教授によると、2045年までに近代工業国になる事を目指していたにも関わらず、産業に付いては完全な政策が策定されたのは初めてで、明らかに世界の工場になる準備は不足していた。このチャンスはあるけれど、実際の利益は殆ど得られない。形勢を逆転するためには幾つかの奇跡が必要であり、社会経済環境を積極的に創り出す必要もあるが、成長と輸出の数字を見て満足し過ぎた。
産業の包括的な戦略を怠ったと述べ、猛省を促したかたちです。
ベトナムはCOVID-19禍にも拘らず、8%の成長を達成したけれど人々の収入はあまり改善されていない。付加価値の殆どは外国企業に行くからと、他の博士と同様の見解を示しており、ベトナムは世界の工場になれるかも知れないが、もっと学ばなければならないとする。政府はどう出るのかだが、変わらない。
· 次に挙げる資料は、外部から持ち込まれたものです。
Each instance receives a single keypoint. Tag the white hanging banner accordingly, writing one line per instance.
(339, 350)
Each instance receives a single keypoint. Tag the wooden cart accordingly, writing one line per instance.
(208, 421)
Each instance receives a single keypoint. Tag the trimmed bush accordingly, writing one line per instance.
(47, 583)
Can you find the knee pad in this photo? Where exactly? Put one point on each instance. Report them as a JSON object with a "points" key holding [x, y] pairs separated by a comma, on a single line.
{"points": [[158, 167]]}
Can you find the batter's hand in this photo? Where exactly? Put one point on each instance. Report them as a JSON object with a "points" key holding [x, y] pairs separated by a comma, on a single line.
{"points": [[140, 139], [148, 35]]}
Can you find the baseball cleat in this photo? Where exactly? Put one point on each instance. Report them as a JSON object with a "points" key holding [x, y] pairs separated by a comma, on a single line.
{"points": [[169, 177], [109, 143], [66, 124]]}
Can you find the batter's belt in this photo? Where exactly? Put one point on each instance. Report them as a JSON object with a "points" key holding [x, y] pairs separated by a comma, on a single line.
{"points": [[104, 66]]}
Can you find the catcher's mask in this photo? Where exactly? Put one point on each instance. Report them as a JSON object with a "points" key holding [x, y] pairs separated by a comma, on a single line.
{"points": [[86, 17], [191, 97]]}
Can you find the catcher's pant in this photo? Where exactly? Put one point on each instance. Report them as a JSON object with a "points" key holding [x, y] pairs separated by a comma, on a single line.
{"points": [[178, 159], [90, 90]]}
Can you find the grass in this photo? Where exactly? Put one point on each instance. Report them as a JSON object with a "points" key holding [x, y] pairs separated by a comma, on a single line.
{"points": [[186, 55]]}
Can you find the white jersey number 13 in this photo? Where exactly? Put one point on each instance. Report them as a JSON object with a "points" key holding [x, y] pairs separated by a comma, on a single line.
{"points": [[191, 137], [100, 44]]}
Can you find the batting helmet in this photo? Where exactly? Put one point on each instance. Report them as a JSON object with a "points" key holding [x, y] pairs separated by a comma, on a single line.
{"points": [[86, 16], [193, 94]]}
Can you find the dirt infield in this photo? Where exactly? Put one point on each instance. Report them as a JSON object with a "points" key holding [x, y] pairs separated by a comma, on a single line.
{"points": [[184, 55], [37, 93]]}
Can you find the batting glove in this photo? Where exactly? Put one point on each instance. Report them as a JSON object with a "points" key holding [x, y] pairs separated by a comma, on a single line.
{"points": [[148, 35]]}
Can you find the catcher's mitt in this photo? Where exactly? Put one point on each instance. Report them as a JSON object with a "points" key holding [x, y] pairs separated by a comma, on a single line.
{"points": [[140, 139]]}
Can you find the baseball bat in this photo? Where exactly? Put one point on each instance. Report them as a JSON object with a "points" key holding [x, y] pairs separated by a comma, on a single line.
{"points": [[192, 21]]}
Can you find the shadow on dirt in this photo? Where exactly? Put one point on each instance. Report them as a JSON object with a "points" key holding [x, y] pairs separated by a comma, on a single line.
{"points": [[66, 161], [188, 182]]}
これだけ見れば可能性を否定しておらず、外国企業が元凶と言いたそうな気配。
だが何れの博士もマクロ経済専門家ではあるけれど、もの作りという観点から自国企業の技術力や製造に関する一連の状況、製造に必要とされる精密部品、その原材料や素材さえ自国調達できない実態が全く分かっていないのです。
マザーマシンやロボットも造れない。研究開発力も弱いし、何よりモノを造るという精神文化に欠け、伝統や気概を重んじる職人などいない。この様な実情を理解できないのに、意見具申を求める省庁もどうかしている。